La messe du jour souligne beaucoup l’espérance. L’espérance est une vertu théologale qui doit être orientée vers la vie éternelle. Mais nous vivons pourtant ici-bas. Notre regard a de quoi être dégoûté des réalités terrestres tellement le monde court à sa perte à un rythme toujours plus effréné ces derniers temps. Il y eu soi-disant « l’Apocalypse joyeuse » de la Vienne fin de siècle[9] mais j’ai bien peur que nous ne soyons dans une « Apocalypse triste » aujourd’hui ! Avec les mêmes mœurs décadentes et impression de fin de civilisation sans prise sur l’Histoire mais avec l’opérette et le brillant de la vie intellectuelle de la capitale austro-hongroise en moins ! Quoi qu’il en soit, St. Cyprien nous exhorte à la patience : « pour que l'espérance et la foi puissent porter des fruits, la patience est nécessaire. Car ce n'est pas la gloire d'ici-bas que nous recherchons, c'est la gloire future (…). L'attente et la patience sont nécessaires pour l'accomplissement de ce que nous avons entrepris et pour posséder ce que nous espérons et croyons, lorsque Dieu nous en fera présent (...). On ne doit pas renoncer à son activité par impatience, ni se laisser détourner ou dominer par les tentations qui arrêteraient à mi-chemin du succès et de la gloire. Car ce qui est déjà accompli serait perdu, parce que les entreprises qui ne vont pas jusqu'au bout sont anéanties »[10]. Que Dieu daigne nous donner cette vertu si nécessaire pour attendre que Sa justice advienne !

 

[1] Petitfils, Jean-Christian, Jésus, Fayard, Paris, 2011, p. 88, citant St. Irénée : « C’est de Marie encore vierge qu’à juste titre [Jésus] a reçu cette génération qui est la récapitulation d’Adam ». 

[2] On l’a déjà dit à propos des femmes citées dans les généalogies du Christ dont deux conceptions sont clairement liées au péché avec Bethsabée et Tamar.

[3] Is 11, 1-12 : « Un rameau sortira de la souche de Jessé, père de David, un rejeton jaillira de ses racines. Sur lui reposera l’esprit du Seigneur : esprit de sagesse et de discernement, esprit de conseil et de force, esprit de connaissance et de crainte du Seigneur – qui lui inspirera la crainte du Seigneur. Il ne jugera pas sur l’apparence ; il ne se prononcera pas sur des rumeurs.
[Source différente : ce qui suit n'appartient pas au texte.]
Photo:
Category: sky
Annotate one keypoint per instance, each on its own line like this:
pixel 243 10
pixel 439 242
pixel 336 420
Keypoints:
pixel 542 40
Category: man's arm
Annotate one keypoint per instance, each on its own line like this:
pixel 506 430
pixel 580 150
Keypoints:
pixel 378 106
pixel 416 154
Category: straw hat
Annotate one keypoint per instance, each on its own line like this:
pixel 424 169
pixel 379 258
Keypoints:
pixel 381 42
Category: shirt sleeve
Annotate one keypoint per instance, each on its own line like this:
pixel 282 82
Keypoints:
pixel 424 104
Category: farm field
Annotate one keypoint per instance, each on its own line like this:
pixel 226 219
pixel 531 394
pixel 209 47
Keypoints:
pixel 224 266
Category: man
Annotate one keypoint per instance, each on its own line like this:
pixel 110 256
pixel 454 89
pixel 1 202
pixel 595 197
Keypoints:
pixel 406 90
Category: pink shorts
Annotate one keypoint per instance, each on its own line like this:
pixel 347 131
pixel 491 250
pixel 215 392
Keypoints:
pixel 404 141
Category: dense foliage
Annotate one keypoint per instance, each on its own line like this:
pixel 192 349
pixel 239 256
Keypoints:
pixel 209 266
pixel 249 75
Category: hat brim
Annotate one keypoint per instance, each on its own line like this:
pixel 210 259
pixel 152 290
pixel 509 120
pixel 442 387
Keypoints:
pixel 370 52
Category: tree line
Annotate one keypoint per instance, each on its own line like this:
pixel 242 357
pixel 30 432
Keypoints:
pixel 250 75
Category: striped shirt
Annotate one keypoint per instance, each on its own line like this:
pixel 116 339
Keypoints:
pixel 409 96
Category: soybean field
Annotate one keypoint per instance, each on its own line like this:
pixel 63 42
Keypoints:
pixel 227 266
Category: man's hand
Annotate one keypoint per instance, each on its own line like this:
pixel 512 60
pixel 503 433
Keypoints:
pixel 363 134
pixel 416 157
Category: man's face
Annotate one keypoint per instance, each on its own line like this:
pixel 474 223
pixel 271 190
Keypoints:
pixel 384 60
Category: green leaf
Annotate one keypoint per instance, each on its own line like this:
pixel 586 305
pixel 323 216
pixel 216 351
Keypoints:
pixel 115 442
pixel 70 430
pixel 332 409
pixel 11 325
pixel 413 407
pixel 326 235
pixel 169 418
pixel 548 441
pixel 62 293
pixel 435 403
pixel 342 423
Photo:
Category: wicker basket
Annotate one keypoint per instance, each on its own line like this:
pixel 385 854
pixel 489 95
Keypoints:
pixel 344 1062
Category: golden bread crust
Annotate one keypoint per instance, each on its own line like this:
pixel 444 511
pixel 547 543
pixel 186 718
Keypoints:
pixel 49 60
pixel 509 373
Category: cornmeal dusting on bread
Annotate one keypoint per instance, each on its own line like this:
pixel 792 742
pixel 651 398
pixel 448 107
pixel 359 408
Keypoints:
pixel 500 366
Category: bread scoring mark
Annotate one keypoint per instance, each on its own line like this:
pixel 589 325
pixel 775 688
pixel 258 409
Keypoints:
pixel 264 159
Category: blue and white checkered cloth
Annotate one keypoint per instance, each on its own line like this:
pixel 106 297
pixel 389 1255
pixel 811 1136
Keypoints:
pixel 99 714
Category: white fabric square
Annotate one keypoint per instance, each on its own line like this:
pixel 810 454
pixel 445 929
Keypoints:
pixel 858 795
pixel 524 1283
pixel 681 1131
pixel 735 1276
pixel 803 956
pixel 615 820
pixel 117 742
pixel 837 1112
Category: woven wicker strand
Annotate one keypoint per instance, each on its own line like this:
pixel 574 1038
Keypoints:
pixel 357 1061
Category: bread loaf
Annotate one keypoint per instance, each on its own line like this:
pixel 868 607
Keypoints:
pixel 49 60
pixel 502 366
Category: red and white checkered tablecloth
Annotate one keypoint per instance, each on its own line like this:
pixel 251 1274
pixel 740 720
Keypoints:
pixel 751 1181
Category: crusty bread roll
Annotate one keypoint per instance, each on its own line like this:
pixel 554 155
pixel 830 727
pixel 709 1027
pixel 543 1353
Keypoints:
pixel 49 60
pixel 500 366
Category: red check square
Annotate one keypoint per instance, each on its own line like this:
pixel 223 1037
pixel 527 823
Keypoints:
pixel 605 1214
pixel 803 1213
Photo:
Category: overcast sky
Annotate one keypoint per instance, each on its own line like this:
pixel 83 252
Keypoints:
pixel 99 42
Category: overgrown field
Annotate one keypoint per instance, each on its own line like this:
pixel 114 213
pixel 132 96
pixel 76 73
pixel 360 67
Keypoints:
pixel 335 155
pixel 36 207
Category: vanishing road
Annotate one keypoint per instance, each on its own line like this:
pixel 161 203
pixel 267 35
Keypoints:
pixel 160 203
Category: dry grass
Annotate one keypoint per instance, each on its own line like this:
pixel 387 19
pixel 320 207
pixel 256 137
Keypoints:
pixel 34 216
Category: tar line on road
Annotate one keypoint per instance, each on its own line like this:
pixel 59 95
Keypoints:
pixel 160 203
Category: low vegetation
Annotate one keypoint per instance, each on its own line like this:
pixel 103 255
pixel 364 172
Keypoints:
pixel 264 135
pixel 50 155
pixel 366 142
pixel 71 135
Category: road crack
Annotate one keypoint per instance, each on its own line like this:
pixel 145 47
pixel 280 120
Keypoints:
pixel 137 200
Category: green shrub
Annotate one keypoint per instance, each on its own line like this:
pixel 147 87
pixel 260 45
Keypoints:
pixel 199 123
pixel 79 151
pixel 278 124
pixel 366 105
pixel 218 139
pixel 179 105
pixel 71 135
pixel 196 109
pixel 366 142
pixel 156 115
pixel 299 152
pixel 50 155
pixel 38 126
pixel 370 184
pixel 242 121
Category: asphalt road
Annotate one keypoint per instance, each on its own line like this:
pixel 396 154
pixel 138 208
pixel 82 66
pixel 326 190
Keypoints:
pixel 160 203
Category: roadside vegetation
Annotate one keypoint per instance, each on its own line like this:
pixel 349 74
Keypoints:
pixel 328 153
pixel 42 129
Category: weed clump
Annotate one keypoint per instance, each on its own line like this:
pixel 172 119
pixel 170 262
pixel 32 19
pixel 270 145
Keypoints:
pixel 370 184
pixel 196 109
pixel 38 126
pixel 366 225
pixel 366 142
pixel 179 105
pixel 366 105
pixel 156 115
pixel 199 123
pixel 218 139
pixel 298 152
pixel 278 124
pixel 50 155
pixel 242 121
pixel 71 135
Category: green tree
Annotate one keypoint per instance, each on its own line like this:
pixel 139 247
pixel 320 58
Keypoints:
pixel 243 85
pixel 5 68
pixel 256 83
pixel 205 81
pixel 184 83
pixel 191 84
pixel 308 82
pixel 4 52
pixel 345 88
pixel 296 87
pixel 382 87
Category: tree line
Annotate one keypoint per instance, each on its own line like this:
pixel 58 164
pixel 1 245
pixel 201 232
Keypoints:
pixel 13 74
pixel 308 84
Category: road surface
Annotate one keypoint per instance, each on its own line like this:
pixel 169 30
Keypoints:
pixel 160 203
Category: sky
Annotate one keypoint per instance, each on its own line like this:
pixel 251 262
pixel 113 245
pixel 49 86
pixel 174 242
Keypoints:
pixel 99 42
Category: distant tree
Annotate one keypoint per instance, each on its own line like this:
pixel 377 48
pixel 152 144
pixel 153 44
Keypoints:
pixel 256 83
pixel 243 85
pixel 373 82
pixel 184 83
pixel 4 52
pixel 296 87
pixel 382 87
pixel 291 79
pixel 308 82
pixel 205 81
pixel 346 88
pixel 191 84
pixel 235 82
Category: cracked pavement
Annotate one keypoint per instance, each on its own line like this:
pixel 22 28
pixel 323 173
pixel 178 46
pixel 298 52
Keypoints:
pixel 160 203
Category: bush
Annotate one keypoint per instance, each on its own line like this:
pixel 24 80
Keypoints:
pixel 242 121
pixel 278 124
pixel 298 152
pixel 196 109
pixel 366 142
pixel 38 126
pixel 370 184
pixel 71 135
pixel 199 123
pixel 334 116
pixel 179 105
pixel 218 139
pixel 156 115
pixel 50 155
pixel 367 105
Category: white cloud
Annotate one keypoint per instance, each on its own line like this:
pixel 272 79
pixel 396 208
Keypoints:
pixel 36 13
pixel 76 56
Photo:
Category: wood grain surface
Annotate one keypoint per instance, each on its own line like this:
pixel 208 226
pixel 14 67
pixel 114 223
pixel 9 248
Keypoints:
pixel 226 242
Il jugera les petits avec justice ; avec droiture, il se prononcera en faveur des humbles du pays. Du bâton de sa parole, il frappera le pays ; du souffle de ses lèvres, il fera mourir le méchant. La justice est la ceinture de ses hanches ; la fidélité est la ceinture de ses reins. Le loup habitera avec l’agneau, le léopard se couchera près du chevreau, le veau et le lionceau seront nourris ensemble, un petit garçon les conduira. La vache et l’ourse auront même pâture, leurs petits auront même gîte. Le lion, comme le bœuf, mangera du fourrage. Le nourrisson s’amusera sur le nid du cobra ; sur le trou de la vipère, l’enfant étendra la main. Il n’y aura plus de mal ni de corruption sur toute ma montagne sainte ; car la connaissance du Seigneur remplira le pays comme les eaux recouvrent le fond de la mer. Ce jour-là, la racine de Jessé, père de David, sera dressée comme un étendard pour les peuples, les nations la chercheront, et la gloire sera sa demeure. Ce jour-là, une fois encore, le Seigneur étendra la main pour reprendre le reste de son peuple, ce reste qui reviendra d’Assour et d’Égypte, de Patros, d’Éthiopie et d’Élam, de Shinéar, de Hamath et des îles de la mer. Il lèvera un étendard pour les nations ; il rassemblera les exilés d’Israël ; il réunira les dispersés de Juda des quatre coins de la terre ».

[4] Dans sa 2ème homélie sur l’Avent. Cf. répons composé par Fulbert de Chartres et mis en chant grégorien par le roi Robert le Pieux : « R/. La tige de Jessé a produit une branche, et la branche une fleur ; * Et sur cette fleur l’Esprit divin s’est reposé. V/. La Vierge Mère de Dieu est la branche, et son fils est la fleur ; * Et sur cette fleur l’Esprit divin s’est reposé ».

[5] Jn 19, 19-22.

[6] Cf. Bx. Cardinal Schuster, Liber Sacramentorum.

[7] Adversus Hæreses, III, 21,10.

[8] Cf. homélie sur Ste. Anne.

[9] Expression « die fröhliche Apokalypse » de Hermann Broch dans son essai Hoffmantahl.

[10] St. Cyprien, « les avantages de la patience » 13, 15 in Corpus Scriptorum Ecclesiasticorum Latinorum 3, p. 406-408.